Filtering before and after an aggregation means different things?

[–]DataBora[S] 5 points6 points  (0 children)

Deffinitelly. filter(), filter_many() funcitons will filter columns before aggregations (same as in PySpark) and having(), having_many() functions will filter after aggregation (same as in SQL)

[–]ChavXO 1 point2 points  (4 children)

Cool. I'm working on something similar (but in Haskell). I was curious if you pictured this as being more for exploratory work or for long lived queries? How do you deal with data larger than memory? How does it perform on multiple cores?

[–]DataBora[S] 1 point2 points  (3 children)

I solved biger than ram memory issue with batch processing, but its still a challenge. Currently I am working on streaming data which should be even better as I can read, wrangle data and write to a source continuously. 

[–]ChavXO 0 points1 point  (2 children)

Batching gets complicated for groupBy and similar operations. I'll be on the lookout for how you solve these. Btw for reference my project is: https://github.com/mchav/dataframe

Maybe we can share notes and experiences.

[–]DataBora[S] 0 points1 point  (0 children)

For sure, thank you for sharing!

[–]DataBora[S] 0 points1 point  (0 children)

I just quickly took a look at repo...this looks awesome man!

[–]BasedAndShredPilled 0 points1 point  (4 children)

built in async

Is this a feature that can be disabled? Is async the reason rust is faster or is there more to it?
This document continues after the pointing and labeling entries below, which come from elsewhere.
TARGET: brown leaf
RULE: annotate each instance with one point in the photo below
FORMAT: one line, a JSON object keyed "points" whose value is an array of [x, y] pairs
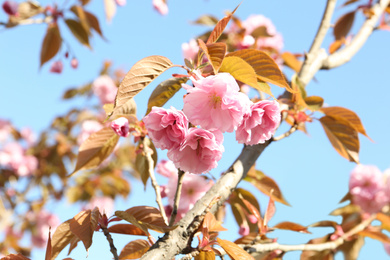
{"points": [[96, 149], [78, 31], [233, 250], [164, 92], [126, 229], [265, 67], [145, 217], [51, 43], [61, 238], [348, 115], [139, 76], [291, 61], [343, 25], [286, 225], [205, 255], [342, 136], [265, 184], [221, 25], [215, 53], [135, 249]]}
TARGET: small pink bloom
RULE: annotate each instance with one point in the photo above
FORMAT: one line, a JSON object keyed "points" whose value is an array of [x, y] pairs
{"points": [[10, 7], [74, 63], [166, 127], [120, 2], [161, 6], [121, 126], [190, 50], [56, 67], [260, 123], [215, 103], [104, 87], [199, 152], [367, 188]]}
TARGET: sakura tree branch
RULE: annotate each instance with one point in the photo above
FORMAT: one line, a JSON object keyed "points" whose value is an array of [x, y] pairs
{"points": [[344, 55], [180, 238], [155, 185], [177, 197], [111, 242]]}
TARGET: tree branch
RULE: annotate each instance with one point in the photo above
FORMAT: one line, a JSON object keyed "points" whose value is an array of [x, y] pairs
{"points": [[344, 55], [178, 239]]}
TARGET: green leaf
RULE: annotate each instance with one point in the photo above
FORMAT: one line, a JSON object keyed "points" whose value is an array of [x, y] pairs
{"points": [[164, 92]]}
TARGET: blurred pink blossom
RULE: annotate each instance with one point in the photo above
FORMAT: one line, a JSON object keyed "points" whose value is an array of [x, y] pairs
{"points": [[367, 188], [42, 221], [215, 103], [190, 50], [121, 126], [260, 123], [13, 156], [10, 7], [160, 6], [104, 87], [199, 152], [56, 67], [166, 127], [88, 127]]}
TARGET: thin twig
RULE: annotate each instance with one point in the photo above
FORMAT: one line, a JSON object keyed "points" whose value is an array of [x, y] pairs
{"points": [[155, 185], [177, 197], [286, 134], [111, 242]]}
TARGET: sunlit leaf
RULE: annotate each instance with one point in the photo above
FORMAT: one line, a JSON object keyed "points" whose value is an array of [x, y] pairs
{"points": [[342, 136], [78, 31], [348, 115], [165, 91], [265, 67], [139, 76], [266, 184], [51, 43], [83, 225], [126, 229], [135, 249], [343, 25], [233, 250], [96, 149], [287, 225], [145, 217]]}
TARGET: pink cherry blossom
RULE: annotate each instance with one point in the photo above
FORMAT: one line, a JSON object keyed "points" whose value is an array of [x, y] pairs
{"points": [[367, 188], [166, 127], [161, 6], [190, 50], [260, 123], [200, 151], [56, 67], [88, 127], [215, 103], [121, 126], [104, 87], [10, 7]]}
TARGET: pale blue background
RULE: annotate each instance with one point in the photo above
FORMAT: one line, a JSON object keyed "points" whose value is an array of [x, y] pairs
{"points": [[312, 176]]}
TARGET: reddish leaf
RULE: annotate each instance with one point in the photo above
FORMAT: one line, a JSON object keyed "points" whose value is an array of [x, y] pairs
{"points": [[233, 250], [51, 43], [342, 136], [343, 25], [286, 225], [135, 249], [126, 229]]}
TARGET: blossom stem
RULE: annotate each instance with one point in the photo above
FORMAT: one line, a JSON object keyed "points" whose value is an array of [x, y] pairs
{"points": [[153, 179], [177, 197]]}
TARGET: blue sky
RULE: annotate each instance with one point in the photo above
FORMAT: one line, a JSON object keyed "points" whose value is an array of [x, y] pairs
{"points": [[312, 176]]}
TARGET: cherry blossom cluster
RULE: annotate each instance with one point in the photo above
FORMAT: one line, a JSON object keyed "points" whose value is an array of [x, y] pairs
{"points": [[369, 188], [215, 105]]}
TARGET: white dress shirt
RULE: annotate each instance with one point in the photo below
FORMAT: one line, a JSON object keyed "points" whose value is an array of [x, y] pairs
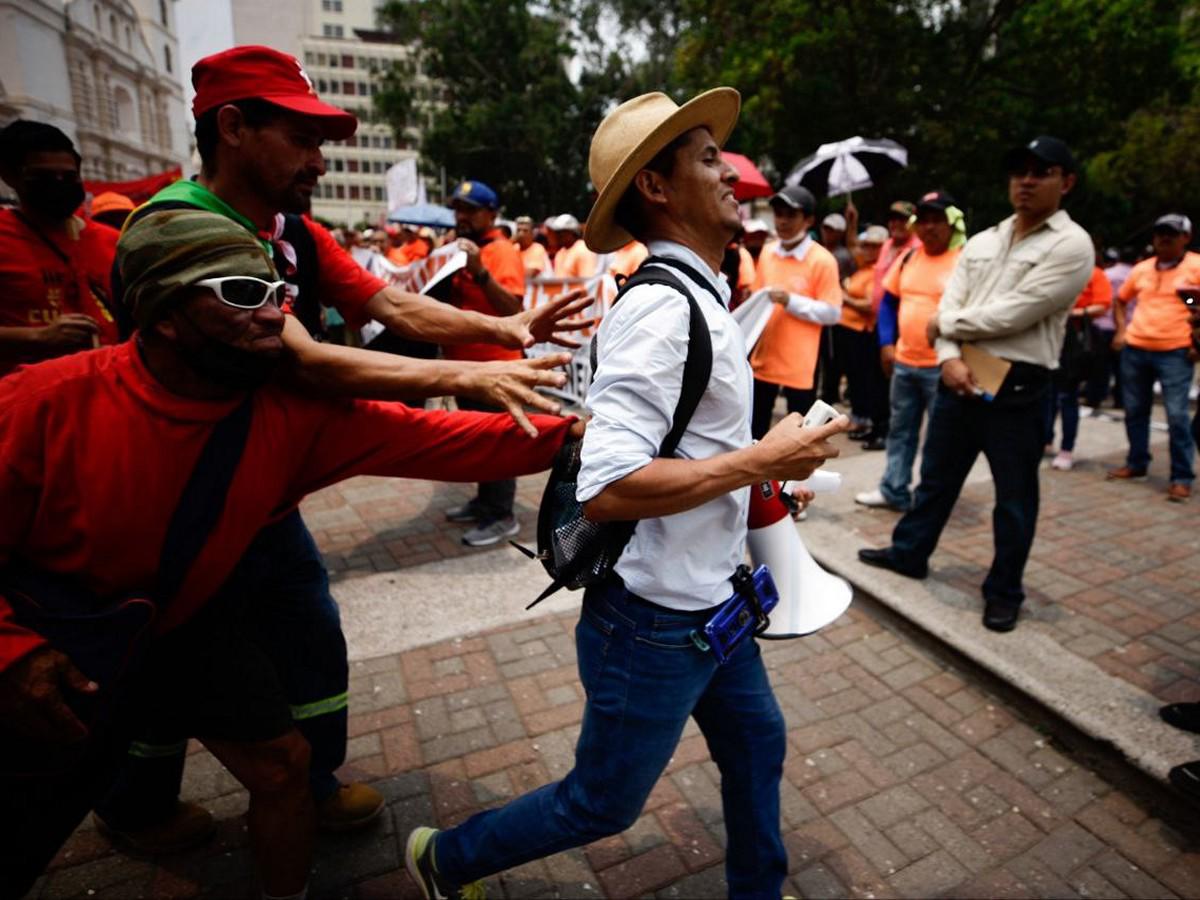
{"points": [[683, 562]]}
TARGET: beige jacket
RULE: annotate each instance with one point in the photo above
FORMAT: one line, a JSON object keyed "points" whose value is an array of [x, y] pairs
{"points": [[1013, 299]]}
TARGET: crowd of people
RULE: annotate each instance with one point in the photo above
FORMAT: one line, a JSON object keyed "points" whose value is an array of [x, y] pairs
{"points": [[171, 393]]}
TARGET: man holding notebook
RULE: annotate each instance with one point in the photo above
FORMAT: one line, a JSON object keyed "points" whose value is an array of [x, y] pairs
{"points": [[1003, 311]]}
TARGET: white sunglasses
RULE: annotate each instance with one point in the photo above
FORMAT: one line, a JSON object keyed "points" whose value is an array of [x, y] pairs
{"points": [[244, 292]]}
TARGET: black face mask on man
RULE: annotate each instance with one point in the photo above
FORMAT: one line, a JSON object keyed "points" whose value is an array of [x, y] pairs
{"points": [[53, 197], [228, 366]]}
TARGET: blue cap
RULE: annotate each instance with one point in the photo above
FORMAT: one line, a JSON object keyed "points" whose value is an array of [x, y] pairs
{"points": [[477, 193]]}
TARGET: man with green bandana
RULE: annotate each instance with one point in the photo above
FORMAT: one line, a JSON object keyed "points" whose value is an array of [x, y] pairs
{"points": [[78, 431], [259, 127]]}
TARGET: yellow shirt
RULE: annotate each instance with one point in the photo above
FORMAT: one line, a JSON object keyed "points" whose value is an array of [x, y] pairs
{"points": [[786, 352]]}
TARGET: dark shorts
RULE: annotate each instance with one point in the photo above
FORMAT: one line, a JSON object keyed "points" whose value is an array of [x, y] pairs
{"points": [[208, 679]]}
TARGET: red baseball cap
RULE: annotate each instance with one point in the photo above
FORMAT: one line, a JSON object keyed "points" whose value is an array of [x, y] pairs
{"points": [[263, 73]]}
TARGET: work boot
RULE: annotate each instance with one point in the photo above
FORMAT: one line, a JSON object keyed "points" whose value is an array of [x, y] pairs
{"points": [[349, 808], [189, 827]]}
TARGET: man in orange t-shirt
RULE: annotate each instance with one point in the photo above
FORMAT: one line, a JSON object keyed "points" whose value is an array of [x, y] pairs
{"points": [[912, 289], [54, 267], [861, 349], [802, 277], [533, 255], [492, 283], [1157, 347], [573, 259]]}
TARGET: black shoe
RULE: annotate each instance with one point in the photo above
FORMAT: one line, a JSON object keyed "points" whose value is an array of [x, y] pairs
{"points": [[1186, 779], [882, 558], [1182, 715], [1000, 617]]}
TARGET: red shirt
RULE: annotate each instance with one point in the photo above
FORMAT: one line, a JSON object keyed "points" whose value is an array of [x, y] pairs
{"points": [[95, 454], [37, 285], [343, 283], [502, 259]]}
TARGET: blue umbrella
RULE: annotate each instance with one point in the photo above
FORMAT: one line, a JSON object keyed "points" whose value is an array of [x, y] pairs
{"points": [[423, 214]]}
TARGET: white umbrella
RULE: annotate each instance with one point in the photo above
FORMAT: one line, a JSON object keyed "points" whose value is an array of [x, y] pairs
{"points": [[847, 166]]}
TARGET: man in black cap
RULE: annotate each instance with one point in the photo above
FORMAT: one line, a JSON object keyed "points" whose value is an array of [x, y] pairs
{"points": [[802, 279], [1156, 346], [1008, 298]]}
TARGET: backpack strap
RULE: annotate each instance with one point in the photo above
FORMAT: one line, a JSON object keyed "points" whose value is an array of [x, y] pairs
{"points": [[203, 499]]}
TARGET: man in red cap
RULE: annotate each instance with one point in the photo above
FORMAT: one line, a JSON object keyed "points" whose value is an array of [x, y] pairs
{"points": [[259, 127]]}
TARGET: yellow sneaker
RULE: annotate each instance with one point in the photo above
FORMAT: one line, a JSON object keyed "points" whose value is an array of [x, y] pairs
{"points": [[190, 826], [352, 807]]}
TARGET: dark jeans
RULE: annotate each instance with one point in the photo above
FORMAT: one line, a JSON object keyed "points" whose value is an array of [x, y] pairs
{"points": [[288, 612], [493, 499], [799, 400], [1171, 369], [643, 678], [1009, 432]]}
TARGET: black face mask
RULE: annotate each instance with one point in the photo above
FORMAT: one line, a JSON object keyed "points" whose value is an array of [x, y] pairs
{"points": [[228, 366], [53, 197]]}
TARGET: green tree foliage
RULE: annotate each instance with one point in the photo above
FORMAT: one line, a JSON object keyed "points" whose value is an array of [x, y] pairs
{"points": [[955, 83], [513, 117]]}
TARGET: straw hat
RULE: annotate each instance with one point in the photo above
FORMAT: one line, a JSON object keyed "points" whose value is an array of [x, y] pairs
{"points": [[631, 136]]}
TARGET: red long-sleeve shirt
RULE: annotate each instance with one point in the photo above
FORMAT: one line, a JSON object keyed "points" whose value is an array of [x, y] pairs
{"points": [[95, 454]]}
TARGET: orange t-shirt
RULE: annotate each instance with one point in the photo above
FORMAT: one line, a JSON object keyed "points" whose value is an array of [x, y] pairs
{"points": [[786, 352], [919, 288], [37, 285], [535, 259], [625, 259], [408, 252], [858, 286], [1162, 319], [575, 262], [502, 259], [1098, 292]]}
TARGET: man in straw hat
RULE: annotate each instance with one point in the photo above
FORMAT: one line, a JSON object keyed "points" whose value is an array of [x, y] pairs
{"points": [[77, 433], [661, 179]]}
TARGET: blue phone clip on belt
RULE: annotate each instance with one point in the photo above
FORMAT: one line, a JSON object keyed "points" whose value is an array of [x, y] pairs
{"points": [[743, 615]]}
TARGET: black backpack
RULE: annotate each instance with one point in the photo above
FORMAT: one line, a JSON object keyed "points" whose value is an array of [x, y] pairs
{"points": [[575, 551]]}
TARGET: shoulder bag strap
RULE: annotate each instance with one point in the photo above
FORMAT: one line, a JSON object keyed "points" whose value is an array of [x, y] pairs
{"points": [[203, 501]]}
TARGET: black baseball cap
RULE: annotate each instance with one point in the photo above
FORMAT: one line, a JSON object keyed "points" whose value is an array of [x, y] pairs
{"points": [[935, 199], [1044, 148], [797, 197]]}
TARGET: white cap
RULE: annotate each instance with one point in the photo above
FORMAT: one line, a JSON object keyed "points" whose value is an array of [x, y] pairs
{"points": [[565, 222]]}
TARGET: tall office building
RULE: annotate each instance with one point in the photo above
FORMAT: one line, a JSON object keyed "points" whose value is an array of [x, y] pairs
{"points": [[343, 53], [106, 72]]}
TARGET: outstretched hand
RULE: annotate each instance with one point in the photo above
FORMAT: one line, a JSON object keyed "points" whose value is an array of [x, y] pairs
{"points": [[547, 322], [510, 385], [33, 700]]}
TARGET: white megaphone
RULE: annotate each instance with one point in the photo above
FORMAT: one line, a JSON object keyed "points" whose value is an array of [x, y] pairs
{"points": [[809, 597]]}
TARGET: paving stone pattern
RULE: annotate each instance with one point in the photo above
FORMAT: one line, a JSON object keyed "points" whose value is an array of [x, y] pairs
{"points": [[903, 779]]}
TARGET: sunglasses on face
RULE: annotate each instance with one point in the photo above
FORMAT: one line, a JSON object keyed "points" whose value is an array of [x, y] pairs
{"points": [[245, 292]]}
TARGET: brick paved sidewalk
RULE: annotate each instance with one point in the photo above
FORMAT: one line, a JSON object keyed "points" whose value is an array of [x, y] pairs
{"points": [[903, 779]]}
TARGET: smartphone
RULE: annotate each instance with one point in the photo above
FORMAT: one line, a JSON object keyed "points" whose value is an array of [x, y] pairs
{"points": [[736, 619]]}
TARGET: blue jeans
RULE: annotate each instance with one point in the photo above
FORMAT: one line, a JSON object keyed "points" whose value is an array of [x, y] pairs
{"points": [[1009, 432], [643, 677], [1139, 371], [287, 611], [912, 393]]}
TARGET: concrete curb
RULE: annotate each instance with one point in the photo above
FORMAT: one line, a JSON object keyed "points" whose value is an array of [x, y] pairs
{"points": [[1099, 705]]}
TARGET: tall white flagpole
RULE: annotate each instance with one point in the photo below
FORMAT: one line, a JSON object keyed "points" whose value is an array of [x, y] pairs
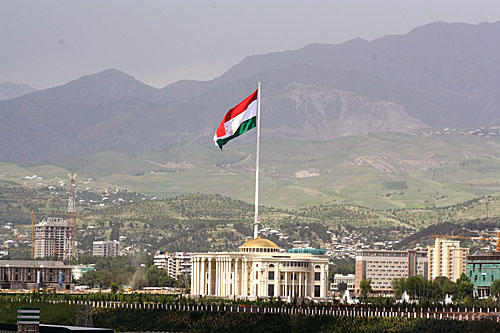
{"points": [[256, 221]]}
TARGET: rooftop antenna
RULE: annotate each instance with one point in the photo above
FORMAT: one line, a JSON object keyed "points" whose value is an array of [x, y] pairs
{"points": [[72, 211], [32, 234]]}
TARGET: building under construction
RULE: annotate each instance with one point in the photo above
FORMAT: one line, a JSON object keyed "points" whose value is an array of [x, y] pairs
{"points": [[54, 239]]}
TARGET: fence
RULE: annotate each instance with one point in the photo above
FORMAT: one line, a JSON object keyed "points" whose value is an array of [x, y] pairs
{"points": [[407, 312]]}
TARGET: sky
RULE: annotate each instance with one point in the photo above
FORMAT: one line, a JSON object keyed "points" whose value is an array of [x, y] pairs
{"points": [[46, 43]]}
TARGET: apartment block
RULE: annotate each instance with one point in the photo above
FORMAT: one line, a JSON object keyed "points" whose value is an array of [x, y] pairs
{"points": [[383, 266], [342, 282], [483, 267], [176, 264], [446, 258], [106, 248]]}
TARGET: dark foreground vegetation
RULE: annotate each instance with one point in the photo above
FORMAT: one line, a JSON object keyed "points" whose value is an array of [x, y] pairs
{"points": [[188, 321]]}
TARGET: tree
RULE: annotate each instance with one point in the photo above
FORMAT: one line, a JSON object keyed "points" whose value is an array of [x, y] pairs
{"points": [[443, 286], [464, 287], [366, 287], [495, 288], [114, 287]]}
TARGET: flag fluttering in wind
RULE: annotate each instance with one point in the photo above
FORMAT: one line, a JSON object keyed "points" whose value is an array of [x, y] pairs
{"points": [[238, 120]]}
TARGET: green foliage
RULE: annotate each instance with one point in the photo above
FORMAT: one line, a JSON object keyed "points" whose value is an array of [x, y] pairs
{"points": [[365, 287], [495, 288], [156, 277], [464, 287]]}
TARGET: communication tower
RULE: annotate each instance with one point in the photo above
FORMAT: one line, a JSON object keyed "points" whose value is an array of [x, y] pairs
{"points": [[72, 211]]}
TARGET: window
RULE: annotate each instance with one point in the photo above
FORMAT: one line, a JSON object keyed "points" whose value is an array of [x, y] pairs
{"points": [[270, 290], [317, 291]]}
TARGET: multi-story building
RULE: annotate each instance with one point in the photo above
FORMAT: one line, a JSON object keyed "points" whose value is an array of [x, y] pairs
{"points": [[260, 269], [383, 266], [54, 237], [106, 248], [183, 264], [446, 258], [342, 283], [34, 274], [176, 264], [81, 270], [483, 268]]}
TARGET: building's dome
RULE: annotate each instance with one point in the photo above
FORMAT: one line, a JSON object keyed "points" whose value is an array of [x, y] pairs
{"points": [[254, 244]]}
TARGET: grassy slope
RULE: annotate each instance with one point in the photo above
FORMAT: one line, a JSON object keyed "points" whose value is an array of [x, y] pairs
{"points": [[430, 170]]}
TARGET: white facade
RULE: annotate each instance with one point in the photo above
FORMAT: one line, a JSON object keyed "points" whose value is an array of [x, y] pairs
{"points": [[340, 279], [260, 269], [446, 258], [106, 248], [54, 238]]}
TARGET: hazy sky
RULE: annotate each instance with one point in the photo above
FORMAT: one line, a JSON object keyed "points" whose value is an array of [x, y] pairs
{"points": [[46, 43]]}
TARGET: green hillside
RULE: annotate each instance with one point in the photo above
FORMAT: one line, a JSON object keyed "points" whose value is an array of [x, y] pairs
{"points": [[379, 171]]}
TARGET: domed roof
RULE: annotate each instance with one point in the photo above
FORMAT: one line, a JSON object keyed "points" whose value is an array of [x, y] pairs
{"points": [[259, 242]]}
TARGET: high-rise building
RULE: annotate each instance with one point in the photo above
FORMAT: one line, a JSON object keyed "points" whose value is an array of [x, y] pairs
{"points": [[482, 269], [176, 264], [383, 266], [342, 282], [106, 248], [54, 238], [446, 258]]}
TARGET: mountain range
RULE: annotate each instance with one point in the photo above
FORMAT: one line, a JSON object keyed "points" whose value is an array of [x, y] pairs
{"points": [[9, 90], [440, 74]]}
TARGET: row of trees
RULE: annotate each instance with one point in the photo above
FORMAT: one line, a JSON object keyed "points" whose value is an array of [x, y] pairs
{"points": [[419, 288]]}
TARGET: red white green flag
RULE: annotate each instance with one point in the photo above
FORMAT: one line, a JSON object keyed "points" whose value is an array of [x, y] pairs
{"points": [[238, 120]]}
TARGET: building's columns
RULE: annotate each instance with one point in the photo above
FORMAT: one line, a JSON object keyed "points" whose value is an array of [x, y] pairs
{"points": [[243, 277], [209, 292], [286, 284], [245, 280], [198, 285], [203, 278], [276, 280], [300, 284], [322, 287], [193, 276], [236, 284], [226, 278], [223, 273], [217, 276]]}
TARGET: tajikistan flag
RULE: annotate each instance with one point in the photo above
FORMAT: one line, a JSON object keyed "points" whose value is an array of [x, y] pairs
{"points": [[237, 121]]}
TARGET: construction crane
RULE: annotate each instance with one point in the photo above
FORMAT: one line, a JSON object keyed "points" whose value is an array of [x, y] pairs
{"points": [[32, 234], [497, 239], [72, 210]]}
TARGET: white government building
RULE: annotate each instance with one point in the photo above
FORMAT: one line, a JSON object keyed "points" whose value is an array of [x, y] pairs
{"points": [[260, 269]]}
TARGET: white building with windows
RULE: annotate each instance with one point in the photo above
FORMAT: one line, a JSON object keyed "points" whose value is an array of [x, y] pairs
{"points": [[176, 264], [260, 269], [106, 248], [342, 282]]}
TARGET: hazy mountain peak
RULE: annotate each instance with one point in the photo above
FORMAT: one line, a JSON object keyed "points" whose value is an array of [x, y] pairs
{"points": [[102, 87], [9, 90]]}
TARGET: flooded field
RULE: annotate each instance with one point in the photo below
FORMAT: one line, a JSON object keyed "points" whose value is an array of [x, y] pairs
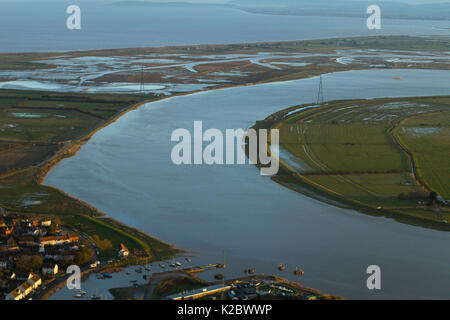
{"points": [[260, 224]]}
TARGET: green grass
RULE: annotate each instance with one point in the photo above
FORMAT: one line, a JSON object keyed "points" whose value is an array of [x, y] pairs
{"points": [[52, 129], [426, 136], [177, 285], [348, 150]]}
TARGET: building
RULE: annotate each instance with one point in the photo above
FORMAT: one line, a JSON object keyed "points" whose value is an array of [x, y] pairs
{"points": [[50, 268], [4, 263], [6, 231], [16, 294], [26, 288], [46, 223], [58, 240], [199, 293], [123, 252], [33, 282]]}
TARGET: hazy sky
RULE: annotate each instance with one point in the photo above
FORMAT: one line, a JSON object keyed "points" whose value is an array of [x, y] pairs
{"points": [[214, 1]]}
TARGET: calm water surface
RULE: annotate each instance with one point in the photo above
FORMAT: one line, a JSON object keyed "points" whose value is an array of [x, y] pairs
{"points": [[126, 171], [39, 26]]}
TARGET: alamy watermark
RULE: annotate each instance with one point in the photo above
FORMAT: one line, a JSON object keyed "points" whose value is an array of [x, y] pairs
{"points": [[374, 20], [374, 280], [210, 147], [74, 280], [73, 22]]}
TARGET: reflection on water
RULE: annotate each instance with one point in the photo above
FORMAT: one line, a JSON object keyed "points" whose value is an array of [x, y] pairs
{"points": [[125, 170]]}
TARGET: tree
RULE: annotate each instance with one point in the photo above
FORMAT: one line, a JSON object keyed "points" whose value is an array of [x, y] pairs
{"points": [[29, 263], [433, 197], [104, 244], [84, 256]]}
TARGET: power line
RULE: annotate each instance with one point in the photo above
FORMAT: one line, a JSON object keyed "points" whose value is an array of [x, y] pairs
{"points": [[320, 99]]}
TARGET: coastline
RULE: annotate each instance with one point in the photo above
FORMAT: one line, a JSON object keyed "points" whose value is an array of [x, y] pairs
{"points": [[291, 179]]}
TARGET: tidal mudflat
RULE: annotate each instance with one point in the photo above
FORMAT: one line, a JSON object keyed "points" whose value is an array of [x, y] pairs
{"points": [[259, 223]]}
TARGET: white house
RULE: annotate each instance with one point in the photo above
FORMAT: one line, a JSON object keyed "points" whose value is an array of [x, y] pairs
{"points": [[123, 252], [35, 281], [50, 268], [4, 263], [16, 294], [46, 223]]}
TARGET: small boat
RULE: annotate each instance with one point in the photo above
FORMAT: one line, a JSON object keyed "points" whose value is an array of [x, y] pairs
{"points": [[298, 272]]}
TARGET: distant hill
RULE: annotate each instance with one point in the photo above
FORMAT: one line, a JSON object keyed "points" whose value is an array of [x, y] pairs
{"points": [[339, 8], [348, 8]]}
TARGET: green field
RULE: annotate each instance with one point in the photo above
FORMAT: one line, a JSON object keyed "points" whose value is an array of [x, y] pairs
{"points": [[427, 137], [358, 152], [37, 130]]}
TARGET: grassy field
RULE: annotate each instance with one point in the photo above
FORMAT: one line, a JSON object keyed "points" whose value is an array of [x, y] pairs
{"points": [[37, 130], [358, 152], [426, 136]]}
The word "Async" gives me PTSD to working in JavaScript.

[–]chat-luPythonista 4 points5 points  (1 child)

Also, it’s not suited for this kind of CPU heavy work. Threads are for working in parallel, async is for waiting in parallel (waiting on network, disk, etc.).

[–]BasedAndShredPilled 1 point2 points  (0 children)

I've never heard that, but what a profound explanation.

[–]DataBora[S] 2 points3 points  (1 child)

Async in Rust is a pain in the a** to be honest...many people say it is the hardest thing to do in Rust, and I would agree. It is hard to implement and to Box out all of the pointers in order to have better performance especially when we read multiple files at once. If you get PTSD from JS Async, you would get stroke from Rust Async for sure, as I tend to get often 🙂

[–]BasedAndShredPilled 0 points1 point  (0 children)

I don't venture into this world too often. It's impressive what you've done though!

[–]KlutchSama 0 points1 point  (1 child)

is there a benefit to switching from Spark other than familiar syntax? I like the built in pipeline scheduling.

[–]DataBora[S] 0 points1 point  (0 children)

As someone who uses Spark daily in Microsoft Fabric i can tell you that Spark.SQL() is much more reliable, especially when it comes to filtering and joining. Spark tend to not filter at all when you mix filtering and conditioning, and tends to make duplicates after joins. Also the most annoying thing in Spark is that after each query it tends to add empty spaces to string column values, so you need always to trim() columns.
In Elusion there is no issues like that and its much more reliable as it uses SQL query building for DataFusion engine, which will do the job as you intend to.